Ja, een handvol monomane gekken met negen assertiviteitstrainingen achter de rug.’

Ik begrijp je heftige reactie. Ik denk dat de woordkeuze verkeerd is. Het komt uit de Bijbel; 'de ander liefhebben als jezelf' Houden van jezelf komt op mij ook vreemd over. Hooguit kun je spreken over jezelf accepteren en vanuit die grondhouding eventueel dingen veranderen waar je een hekel aan hebt. Ik denk je die eerder genoemde opmerking uit de Bijbel in samenhang moet zien met de opmerking dat je de ander behandelt zoals je zelf behandeld zou willen worden.

‘Mannen maken de wetten. Met de wetten verbinden ze wat ver uit elkaar ligt, hemel en aarde, ziel en lichaam, u kent ze wel, de tegenstellingen.

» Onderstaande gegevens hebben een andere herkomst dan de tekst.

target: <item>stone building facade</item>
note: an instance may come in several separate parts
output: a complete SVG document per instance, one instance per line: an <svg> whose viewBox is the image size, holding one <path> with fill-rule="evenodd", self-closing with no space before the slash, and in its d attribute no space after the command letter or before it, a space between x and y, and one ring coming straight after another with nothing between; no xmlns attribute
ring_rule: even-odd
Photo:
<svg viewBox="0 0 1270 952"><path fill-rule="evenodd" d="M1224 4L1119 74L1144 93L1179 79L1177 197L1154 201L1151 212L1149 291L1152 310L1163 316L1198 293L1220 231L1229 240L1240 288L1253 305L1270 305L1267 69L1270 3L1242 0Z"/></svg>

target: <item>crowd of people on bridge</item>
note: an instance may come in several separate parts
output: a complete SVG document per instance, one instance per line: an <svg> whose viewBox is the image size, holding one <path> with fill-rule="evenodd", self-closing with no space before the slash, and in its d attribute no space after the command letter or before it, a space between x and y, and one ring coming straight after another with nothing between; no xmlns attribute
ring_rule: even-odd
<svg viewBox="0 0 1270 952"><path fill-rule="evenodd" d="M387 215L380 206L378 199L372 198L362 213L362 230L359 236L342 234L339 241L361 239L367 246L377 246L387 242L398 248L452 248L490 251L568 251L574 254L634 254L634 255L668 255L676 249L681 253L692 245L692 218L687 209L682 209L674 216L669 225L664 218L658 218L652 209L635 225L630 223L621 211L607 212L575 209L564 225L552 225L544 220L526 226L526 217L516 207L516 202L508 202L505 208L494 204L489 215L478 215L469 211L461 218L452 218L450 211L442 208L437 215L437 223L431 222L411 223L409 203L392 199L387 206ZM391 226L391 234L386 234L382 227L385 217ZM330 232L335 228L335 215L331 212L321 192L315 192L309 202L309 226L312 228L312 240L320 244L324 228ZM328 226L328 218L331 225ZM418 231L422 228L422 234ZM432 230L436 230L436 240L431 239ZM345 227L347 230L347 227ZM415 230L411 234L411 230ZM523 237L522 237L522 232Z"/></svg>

En dan lezen ze met de wetten in de hand de wereld. Met jou erbij. Als dit dan dat. Als jij zus dan zo.
Ze lezen je als een boek. [...] De mannen weten veel van de wereld en weinig van zichzelf. Ze spinnen hele netwerken tussen de uiteenlopende dingen en soms hebben ze niet in de gaten dat hun kennis ook maar een manier is om de kop boven water te houden. Achter mannen stonden steeds weer andere mannen en dat waren mannen waarvan zij de wetten hadden geleerd. [...]
Ik hou van mannen. Ze zijn eenzaam.
Eigenlijk willen ze allemaal hetzelfde: heilig worden, goddelijk. Maar het is niet aan de mens om goddelijk te zijn. Een mens is menselijk en dat is al moeilijk zat.’

Daar ben ik ook achter gekomen. Mooi omschreven.
Mannen denken rechtlijniger. Logischer. Daarom hebben we al zoveel van de wereld en zijn natuurwetten ontdekt. Zouden we, als we alleen zouden zijn met vrouwen op deze wereld ook zoveel dingen hebben ontdekt en gebouwd? Of zouden we dan juist andere dingen ontdekken? Of doen we dat toch al wel? Alleen, wij vangen het niet in wetten. Daarom zijn we ook flexibeler denk ik.
Zelf denk ik vaak in paardensprongen.
Dat is lastiger volgen maar wees eerlijk: het paard is toch het meest spannende schaakstuk wat er is?